Den l?r 10 okt. 2020 kl 13:23 skrev Stefan Skoglund via cctalk <
cctalk at classiccmp.org>:
ons 2020-10-07 klockan 14:08 -0400 skrev Paul Koning
via cctalk:
Not flags, that's an HDLC concept. Bisync uses sync characters (as
DDCMP does) but instead of doing framing by byte counts it does it by
a frame terminator, and for transparency if that occurs inside the
data it has to be escaped.
Bit stuffing ? ie if the payload contains a sequence which is reserved
add a an escape for example an A after three consecutive spaces.

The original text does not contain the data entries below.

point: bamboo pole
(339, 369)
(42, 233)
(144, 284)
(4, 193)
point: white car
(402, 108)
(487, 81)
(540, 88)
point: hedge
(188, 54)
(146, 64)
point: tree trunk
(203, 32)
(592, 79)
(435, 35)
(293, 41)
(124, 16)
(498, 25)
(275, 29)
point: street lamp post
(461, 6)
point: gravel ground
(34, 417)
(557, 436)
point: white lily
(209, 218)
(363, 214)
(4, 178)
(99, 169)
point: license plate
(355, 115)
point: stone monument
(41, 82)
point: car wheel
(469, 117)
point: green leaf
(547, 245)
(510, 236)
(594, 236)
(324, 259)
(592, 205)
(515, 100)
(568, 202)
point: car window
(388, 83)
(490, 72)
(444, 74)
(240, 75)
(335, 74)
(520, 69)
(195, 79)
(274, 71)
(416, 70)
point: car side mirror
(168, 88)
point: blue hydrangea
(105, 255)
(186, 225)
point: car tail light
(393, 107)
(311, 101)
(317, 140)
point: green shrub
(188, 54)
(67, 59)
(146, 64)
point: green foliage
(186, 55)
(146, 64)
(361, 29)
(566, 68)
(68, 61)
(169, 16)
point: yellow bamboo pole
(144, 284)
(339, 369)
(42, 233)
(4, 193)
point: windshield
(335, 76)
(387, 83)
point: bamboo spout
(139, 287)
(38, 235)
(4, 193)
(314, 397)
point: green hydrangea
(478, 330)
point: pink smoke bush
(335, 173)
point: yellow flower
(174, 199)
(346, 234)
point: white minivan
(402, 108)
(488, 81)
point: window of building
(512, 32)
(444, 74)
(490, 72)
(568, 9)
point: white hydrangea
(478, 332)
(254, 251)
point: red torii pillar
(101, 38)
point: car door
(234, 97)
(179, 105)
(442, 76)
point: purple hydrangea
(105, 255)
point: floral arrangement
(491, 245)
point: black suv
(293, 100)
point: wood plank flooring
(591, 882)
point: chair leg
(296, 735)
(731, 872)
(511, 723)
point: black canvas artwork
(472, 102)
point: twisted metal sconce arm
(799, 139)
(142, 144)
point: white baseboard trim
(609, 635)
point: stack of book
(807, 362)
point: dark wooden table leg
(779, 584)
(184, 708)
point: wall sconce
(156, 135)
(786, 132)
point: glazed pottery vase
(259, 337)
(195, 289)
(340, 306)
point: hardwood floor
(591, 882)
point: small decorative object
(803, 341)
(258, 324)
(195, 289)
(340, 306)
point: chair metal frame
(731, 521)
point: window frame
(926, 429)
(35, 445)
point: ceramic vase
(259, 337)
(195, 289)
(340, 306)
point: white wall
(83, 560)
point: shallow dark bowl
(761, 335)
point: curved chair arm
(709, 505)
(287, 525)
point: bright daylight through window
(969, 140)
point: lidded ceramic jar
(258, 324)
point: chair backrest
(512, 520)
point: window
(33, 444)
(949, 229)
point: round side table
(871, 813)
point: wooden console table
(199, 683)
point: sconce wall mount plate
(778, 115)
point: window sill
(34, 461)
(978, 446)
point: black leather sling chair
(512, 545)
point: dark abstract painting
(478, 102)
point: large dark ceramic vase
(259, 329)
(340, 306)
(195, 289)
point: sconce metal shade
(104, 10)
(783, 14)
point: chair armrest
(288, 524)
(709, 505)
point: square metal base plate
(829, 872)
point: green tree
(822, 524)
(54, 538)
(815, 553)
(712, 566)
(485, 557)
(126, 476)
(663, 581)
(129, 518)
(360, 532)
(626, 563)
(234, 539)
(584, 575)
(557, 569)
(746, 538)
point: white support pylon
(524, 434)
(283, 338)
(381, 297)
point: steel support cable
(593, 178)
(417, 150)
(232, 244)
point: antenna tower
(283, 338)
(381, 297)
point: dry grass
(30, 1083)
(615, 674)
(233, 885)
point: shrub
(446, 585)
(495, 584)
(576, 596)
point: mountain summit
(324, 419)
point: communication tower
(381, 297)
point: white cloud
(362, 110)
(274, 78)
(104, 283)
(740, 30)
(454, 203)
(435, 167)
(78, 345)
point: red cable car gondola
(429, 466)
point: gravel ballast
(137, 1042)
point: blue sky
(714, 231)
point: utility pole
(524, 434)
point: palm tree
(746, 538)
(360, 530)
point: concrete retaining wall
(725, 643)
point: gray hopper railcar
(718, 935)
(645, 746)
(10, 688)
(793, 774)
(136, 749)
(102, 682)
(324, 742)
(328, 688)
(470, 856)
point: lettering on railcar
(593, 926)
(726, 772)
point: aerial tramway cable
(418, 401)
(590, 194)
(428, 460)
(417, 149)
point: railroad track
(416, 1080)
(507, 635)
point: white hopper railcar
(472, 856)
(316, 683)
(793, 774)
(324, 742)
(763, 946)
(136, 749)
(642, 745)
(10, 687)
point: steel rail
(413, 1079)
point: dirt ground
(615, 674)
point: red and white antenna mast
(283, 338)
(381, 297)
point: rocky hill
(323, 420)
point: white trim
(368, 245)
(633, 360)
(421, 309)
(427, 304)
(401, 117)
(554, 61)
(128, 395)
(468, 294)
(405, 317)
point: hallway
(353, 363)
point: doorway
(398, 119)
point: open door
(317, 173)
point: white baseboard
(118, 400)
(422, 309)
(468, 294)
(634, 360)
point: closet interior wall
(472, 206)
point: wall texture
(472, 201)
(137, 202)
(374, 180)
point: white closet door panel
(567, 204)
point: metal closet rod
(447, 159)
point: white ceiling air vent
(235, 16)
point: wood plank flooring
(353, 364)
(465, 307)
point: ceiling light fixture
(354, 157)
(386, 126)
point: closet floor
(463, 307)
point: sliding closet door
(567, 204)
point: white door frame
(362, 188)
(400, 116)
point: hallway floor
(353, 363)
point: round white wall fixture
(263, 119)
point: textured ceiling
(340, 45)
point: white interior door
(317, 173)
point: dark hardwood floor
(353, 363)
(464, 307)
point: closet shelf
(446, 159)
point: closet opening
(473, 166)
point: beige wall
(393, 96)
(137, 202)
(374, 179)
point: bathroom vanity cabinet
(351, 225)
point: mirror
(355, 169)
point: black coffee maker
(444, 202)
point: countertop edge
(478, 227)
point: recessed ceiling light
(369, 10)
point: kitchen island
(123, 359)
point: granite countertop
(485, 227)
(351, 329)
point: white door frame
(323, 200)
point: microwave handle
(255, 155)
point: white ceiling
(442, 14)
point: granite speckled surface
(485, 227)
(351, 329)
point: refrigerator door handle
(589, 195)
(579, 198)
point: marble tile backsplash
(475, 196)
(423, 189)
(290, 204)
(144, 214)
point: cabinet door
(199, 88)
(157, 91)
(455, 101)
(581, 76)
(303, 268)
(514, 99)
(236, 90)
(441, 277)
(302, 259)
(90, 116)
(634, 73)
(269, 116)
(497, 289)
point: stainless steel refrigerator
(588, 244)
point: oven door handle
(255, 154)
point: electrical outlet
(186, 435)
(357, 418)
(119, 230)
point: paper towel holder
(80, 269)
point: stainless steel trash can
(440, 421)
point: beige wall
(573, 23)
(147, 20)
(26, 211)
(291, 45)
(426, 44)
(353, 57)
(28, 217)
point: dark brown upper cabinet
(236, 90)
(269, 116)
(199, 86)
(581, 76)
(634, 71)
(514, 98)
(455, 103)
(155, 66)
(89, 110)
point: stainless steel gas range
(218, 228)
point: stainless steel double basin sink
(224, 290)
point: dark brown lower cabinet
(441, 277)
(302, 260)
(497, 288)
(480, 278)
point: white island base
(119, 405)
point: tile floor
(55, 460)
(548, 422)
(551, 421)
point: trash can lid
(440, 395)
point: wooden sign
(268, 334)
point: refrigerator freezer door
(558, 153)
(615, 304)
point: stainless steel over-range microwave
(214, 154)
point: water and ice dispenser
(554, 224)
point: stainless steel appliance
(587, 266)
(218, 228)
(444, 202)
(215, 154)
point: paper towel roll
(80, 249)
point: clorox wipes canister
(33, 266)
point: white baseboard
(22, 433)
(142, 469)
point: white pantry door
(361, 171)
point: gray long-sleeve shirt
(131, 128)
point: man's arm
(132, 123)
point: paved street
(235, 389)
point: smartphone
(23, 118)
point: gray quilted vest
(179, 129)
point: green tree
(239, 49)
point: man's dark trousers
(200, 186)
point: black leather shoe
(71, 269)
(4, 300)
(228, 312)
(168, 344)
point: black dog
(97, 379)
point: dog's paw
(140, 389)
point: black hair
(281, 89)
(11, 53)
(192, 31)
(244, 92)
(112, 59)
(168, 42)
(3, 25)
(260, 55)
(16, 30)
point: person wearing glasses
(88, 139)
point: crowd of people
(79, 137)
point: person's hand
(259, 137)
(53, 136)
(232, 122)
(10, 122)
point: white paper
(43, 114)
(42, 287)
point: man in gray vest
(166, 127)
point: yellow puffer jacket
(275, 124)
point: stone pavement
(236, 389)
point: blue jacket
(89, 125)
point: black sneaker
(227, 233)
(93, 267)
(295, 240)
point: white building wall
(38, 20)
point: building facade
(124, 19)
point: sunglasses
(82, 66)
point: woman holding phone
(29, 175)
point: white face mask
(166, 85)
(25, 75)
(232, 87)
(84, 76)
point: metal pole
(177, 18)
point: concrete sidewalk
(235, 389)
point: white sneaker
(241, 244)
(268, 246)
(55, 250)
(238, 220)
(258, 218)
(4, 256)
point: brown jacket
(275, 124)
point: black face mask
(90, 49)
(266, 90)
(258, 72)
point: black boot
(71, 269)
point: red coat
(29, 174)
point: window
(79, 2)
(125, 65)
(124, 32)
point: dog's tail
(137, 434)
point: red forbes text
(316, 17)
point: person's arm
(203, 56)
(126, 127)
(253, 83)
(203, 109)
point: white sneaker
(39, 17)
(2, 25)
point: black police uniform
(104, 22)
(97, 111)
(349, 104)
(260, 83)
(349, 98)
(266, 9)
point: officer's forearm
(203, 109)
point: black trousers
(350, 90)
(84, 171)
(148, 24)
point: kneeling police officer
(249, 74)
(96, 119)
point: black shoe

Bitstuffing is used in HDLC and SDLC and is where you insert a 0 after
five consecutive ones. That is to differentiate it from the flag which has
a zero followed by six ones and then yet another zero.
ON the receiving end remove the A, if it came after three spaces.
Four consecutive spaces in the wire stream, that is a frame marker...
BSC has the concept of escape character. They use the DLE which is 0x10 in
EBCDIC.
BSC can operate in transparent and non-transparent mode. Transparent mode
text is initiated with DLE STX while non-transparent text is just STX.
>
> Bisync is usually associated with older IBM protocols like 2780, but
> it's occasionally found elsewhere.
BSC was widely used to connect various IBM terminals like 2260 and 3270.
BSC has a polling concept with the ENQ character which is used to poll
terminals on a shared line for data to send.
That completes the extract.